We have all heard the same message before. “The first birthday is more for the parents than it is for the kid”. This really hit home for me. I was so busy stressing about every minor outlier of a detail that I forgot what was really important – our family being together to celebrate Mason. Once I was able to take a deep breath and focus on the whole reason for this shindig… it became more fun for me to plan! Mason was going to be with his favorite people with all the attention on him. No matter what the party looked like, what food we had, or how many balloons were green instead of orange, he was going to be a happy little boy and that’s what really mattered.
KEEP IT SIMPLE.
This. All day this. When I started planning, I was going BIG. I remember asking my husband how many balloons would fit in my car and if we should have cookies, cupcakes, AND a cake or just the cake and cookies. I was planning food for 100 (only 20 were invited) and apparently thought I was decorating a school gym for my High School Prom instead of a family birthday party. Here’s the thing. We didn’t need all of that. I was planning to do so much; it was overwhelming and I was feeling stressed (see #1). I began to totally rethink my plan, started again, kept it simple and fun, and went on my merry way. Keeping it simple allowed me to make decorations myself (table skirt and 12-month banner) and that made my mama heart happy.
DON’T RUSH THE PARTY.
There are a lot of steps to a birthday party. Especially when dealing with a 1-year-old, trying to plan around naps and a feeding schedule. I made the conscious effort to not rush through the day. I wanted to be able to take in every minute and experience without overwhelming my son and creating any more craziness. It was important to us that everyone was able to see the birthday boy and that my husband and I could mingle as well. Come up with a ROUGH timetable of what you want to do – even if it is just the order of events. It may change (and probably will) but having an idea in your head will help keep you on track.
PICK A PICTURE PERSON.
I took pictures that day, do not get me wrong. I take pictures of EVERYTHING. One thing I did was ask my sister to take pictures for me, too. I wanted to be able to be IN the pictures and IN the moments with my son, not the one behind the camera. At the end of the day, she was able to send me what she had taken, and it was AMAZING. All the moments were captured with me being a part of it with my little man and those are the memories I wanted most.

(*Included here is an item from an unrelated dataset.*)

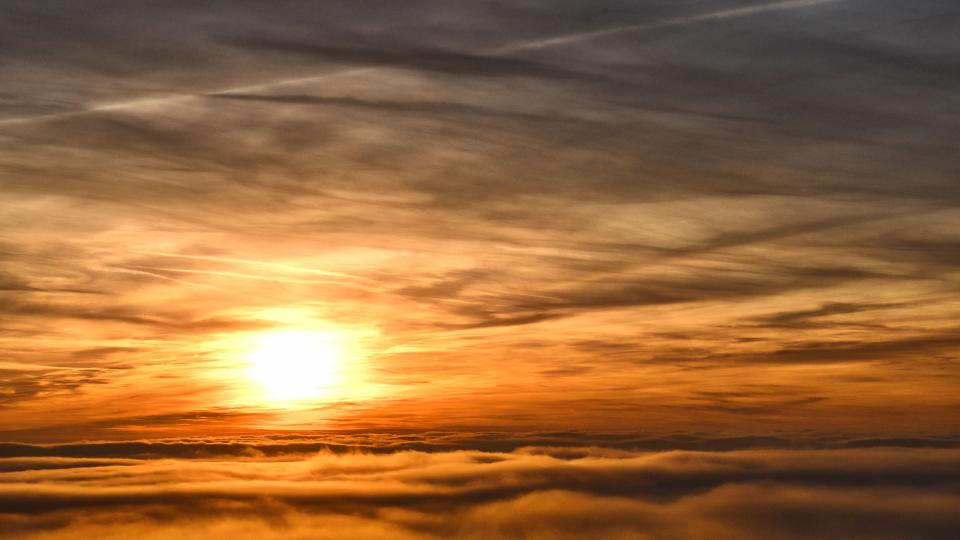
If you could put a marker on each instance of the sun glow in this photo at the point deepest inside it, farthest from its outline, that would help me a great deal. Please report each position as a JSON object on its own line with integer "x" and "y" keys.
{"x": 300, "y": 365}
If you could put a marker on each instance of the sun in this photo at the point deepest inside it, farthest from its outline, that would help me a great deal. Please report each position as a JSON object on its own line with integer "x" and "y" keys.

SMILE AND ENJOY THE CELEBRATION.
Things may get messed up. Extra guests. Fewer guests. Dropped cupcakes. Spilled juice. It’s OKAY!! I had to keep telling myself throughout the day that it was a great party and everyone was having fun. Most importantly, each and every time I looked at my son, he was smiling and laughing, completely content with his celebration that I had planned for him.
This was my experience with my son’s first birthday party. I am a first-time mom and to be completely honest, this is my first ever blog post. Hopefully, something in this piece was helpful to any mama out there planning a party for the loves of their lives.